Soy de la idea de que si un libro no te engancha o tienes constantemente la sensación de que es interminable y no sabes como acabarlo, si te da pereza seguir leyendo y ya no te interesa nada más que cuando llegará a su fin para leerte otro mejor, creo que lo mejor es dejarlo. Hay que olvidarse de extraños orgullos y dejar de obligarse a leer como si se te fuera la vida en ello. Eso es, sin lugar a dudas, lo que me ha ocurrido con La insoportable levedad del ser de Milan Kundera.

El libro es buenísimo (lo digo totalmente convencida), trata de las relaciones personales entre los personajes de la obra, que se entrelazan, se rompen y se encuentrar, en una Praga ocupada por el comunismo. En una época de revoluciones, de libertad y, a la vez, de censura y castigo.
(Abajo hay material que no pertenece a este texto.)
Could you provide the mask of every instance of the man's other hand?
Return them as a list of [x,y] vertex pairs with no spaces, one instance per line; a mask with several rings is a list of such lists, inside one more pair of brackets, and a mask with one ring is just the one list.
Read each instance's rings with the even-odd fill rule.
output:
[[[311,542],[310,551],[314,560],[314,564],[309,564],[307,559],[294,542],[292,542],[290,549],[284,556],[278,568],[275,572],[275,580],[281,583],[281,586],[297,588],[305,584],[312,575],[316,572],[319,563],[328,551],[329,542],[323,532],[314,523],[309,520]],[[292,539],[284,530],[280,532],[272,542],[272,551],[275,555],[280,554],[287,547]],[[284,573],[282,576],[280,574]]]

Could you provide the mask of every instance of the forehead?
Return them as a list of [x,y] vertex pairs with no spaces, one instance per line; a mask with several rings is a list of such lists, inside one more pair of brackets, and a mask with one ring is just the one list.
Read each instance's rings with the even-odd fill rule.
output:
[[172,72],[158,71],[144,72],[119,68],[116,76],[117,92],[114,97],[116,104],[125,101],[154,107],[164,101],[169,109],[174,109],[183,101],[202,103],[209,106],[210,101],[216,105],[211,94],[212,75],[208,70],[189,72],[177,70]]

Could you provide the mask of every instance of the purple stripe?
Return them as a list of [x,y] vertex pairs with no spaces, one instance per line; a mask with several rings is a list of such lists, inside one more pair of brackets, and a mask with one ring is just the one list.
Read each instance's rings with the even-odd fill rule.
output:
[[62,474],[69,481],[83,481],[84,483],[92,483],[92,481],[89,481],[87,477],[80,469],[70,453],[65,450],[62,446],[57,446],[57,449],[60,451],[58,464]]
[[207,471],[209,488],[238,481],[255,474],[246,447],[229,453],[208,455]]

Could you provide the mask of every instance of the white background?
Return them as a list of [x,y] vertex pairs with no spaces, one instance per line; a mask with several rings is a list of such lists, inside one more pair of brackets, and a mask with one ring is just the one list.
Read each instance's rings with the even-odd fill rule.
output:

Se filosofea y se profundiza sin ningún pudor en las emociones de los personajes y en sus infancias complicadas que fecundarán vidas laberínticas. La acción, muchas veces, carece de sentido, en pos de esa interioridad tan importante y tan olvidada en muchas obras.

Pero…

Sin embargo…

No me ha enganchado, se me está haciendo muy cuesta arriba y, fiel a mi filosofía de no tener que tragarme un libro por vía intravenosa o anal, lo devuelvo a los anaqueles de mi librería… Quizás, en una próxima lectura, pueda sacar de él todo lo que la mayor parte de sus lectores alaban.